Victoria University of Wellington accidentally deleted all the files stored on its desktop computers last Friday. Items in the H: drive, M: drive, or the cloud were still accessible.
This morning, staff and post-grad students received an email saying that IT were “still working on a technical solution to recovering the data that was deleted over the weekend”.
Those who might have lost significant files were told not to log onto their computers, as that could overwrite the files even further. “If you have a colleague who can’t read this email because they’re afraid to logon to their computer, please show it to them or get them to read it on their phone,” the email said.
The email noted that due to the data wipe, there was a “huge volume” of IT calls to work through. “If you’ve lost REALLY critical files – ie your entire Phd, or lecture notes for an entire course, or irreplaceable research data reply to this email and let me know, and I’ll escalate it to the client tech team,” the email said.
“I’m three weeks from handing in my thesis so I was terrified all my data was gone,” said Casey*, a Masters student at Vic. She first found out about the data wipe from a tweet, so she “knew to expect some missing files on Sunday,” she said.
“Only files on the desktop were gone,” said Casey, “but my whole computer had been reset too so I had to download a whole bunch of program information again.
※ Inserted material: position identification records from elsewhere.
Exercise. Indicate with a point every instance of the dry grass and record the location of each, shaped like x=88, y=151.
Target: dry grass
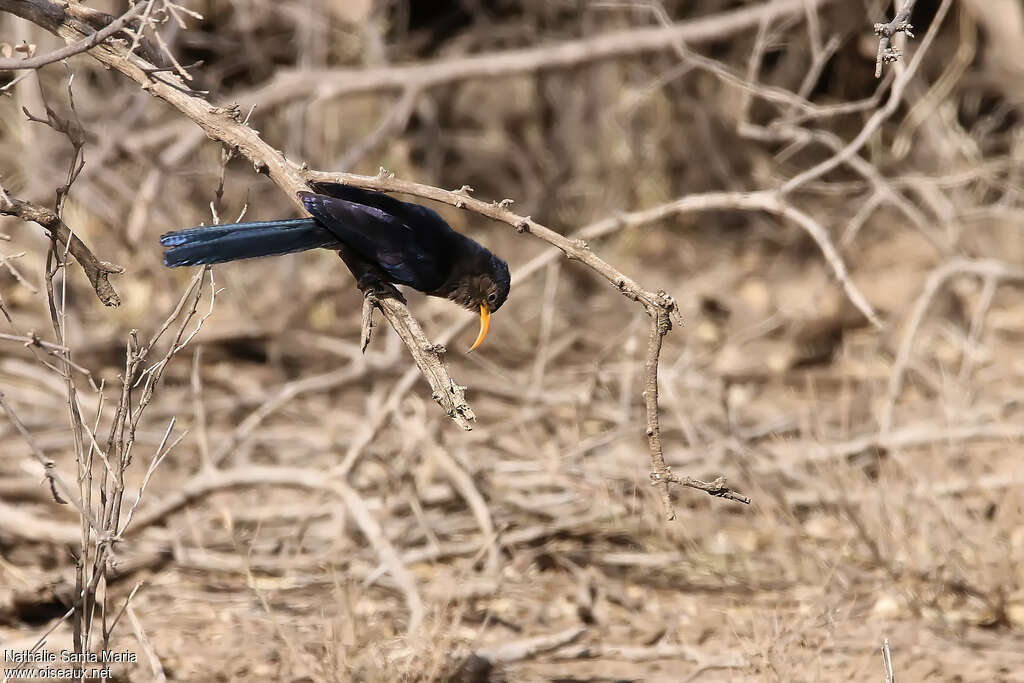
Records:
x=883, y=463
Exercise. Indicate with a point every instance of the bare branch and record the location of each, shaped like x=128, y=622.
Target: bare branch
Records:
x=83, y=45
x=886, y=32
x=97, y=271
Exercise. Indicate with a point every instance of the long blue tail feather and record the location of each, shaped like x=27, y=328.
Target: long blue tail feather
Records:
x=219, y=244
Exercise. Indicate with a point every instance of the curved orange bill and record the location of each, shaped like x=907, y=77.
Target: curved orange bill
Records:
x=484, y=326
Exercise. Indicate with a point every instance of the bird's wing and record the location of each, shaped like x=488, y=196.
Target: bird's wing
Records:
x=412, y=250
x=407, y=212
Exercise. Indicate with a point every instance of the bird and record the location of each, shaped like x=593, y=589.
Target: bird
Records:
x=379, y=237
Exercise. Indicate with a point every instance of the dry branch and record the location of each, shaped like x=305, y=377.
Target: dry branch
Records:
x=886, y=33
x=225, y=125
x=13, y=63
x=97, y=271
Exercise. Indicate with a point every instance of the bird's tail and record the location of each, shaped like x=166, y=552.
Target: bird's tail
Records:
x=218, y=244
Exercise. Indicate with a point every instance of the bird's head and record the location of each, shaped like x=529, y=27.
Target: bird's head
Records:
x=483, y=290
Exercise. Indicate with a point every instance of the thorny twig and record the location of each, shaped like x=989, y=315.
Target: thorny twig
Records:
x=886, y=32
x=97, y=271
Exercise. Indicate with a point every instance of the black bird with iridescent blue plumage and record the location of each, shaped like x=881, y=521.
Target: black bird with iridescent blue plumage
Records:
x=402, y=243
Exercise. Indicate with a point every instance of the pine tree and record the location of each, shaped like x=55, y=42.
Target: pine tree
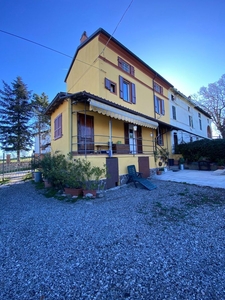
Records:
x=15, y=116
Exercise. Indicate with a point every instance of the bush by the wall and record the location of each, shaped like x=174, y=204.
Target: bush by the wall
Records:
x=212, y=150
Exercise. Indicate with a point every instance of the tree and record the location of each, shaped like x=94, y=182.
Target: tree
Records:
x=212, y=100
x=41, y=121
x=15, y=116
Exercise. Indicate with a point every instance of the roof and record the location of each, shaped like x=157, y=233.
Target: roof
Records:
x=85, y=97
x=96, y=33
x=59, y=98
x=191, y=101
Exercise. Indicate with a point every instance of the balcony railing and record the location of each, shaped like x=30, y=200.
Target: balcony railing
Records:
x=103, y=144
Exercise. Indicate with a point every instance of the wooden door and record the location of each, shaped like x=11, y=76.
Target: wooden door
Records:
x=113, y=171
x=85, y=133
x=143, y=164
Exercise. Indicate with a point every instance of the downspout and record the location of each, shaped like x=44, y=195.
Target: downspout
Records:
x=85, y=122
x=110, y=137
x=155, y=142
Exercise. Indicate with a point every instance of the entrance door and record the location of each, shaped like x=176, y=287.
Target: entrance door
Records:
x=143, y=164
x=132, y=139
x=113, y=171
x=85, y=133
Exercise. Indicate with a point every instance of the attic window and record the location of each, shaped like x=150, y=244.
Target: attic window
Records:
x=158, y=88
x=122, y=64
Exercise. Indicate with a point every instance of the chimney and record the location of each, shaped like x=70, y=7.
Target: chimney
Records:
x=83, y=37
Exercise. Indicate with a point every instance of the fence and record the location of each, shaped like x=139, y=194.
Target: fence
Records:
x=14, y=170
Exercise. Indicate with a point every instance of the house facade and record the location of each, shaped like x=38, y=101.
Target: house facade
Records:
x=116, y=110
x=190, y=123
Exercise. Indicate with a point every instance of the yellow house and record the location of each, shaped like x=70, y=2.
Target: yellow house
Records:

I was able to call digital solutions and get a job request placed on sunday before people knew, they only sent out an email about it on sunday night.” She heard that some PhD students had lost a year’s worth of data because they had files stored in a programme on the desktop computer.
A spokesperson for the University confirmed that they had "experienced an issue during routine and scheduled maintenance work, which affected access to some files for some staff." The issue also affected students who used desktop computers at the university. “The University’s Digital Solutions team is working with affected staff,” they said.
Staff and students who used desktop computers received their first email from Digital Solutions Director Stuart Haselden about the data wipe on Sunday at 4.43pm. “Maintenance to clear disk space may have deleted some files and changed some settings it should not have,” the email said.
The email told staff to stop using their computers if they had files saved on their desktop. “We will need to look at your machine on Monday and the less work that is done on your machine between now and then the better,” the email said. According to this email, data in the H: drive, M: drive, or OneDrive was “fully protected”.
Staff first noticed the effects of the data wipe on Friday. At 1.48pm, Professor Joanna Kidman tweeted: “Really not wanting to panic anyone at VUW but have come into office to find that all my files have been wiped from my 'puter and IT is telling me it's a university-wide problem and it may not be fixed before Monday. Have a nice day.”
The aim of the data wipe was to clear inactive users’ data by getting rid of profiles of students who no longer studied, according to what IT staff told students. Instead, something went wrong and it cleared all of the files stored on the computers.
IT staff were overloaded with requests and one IT person told a student that he had not been able to recover any data yet.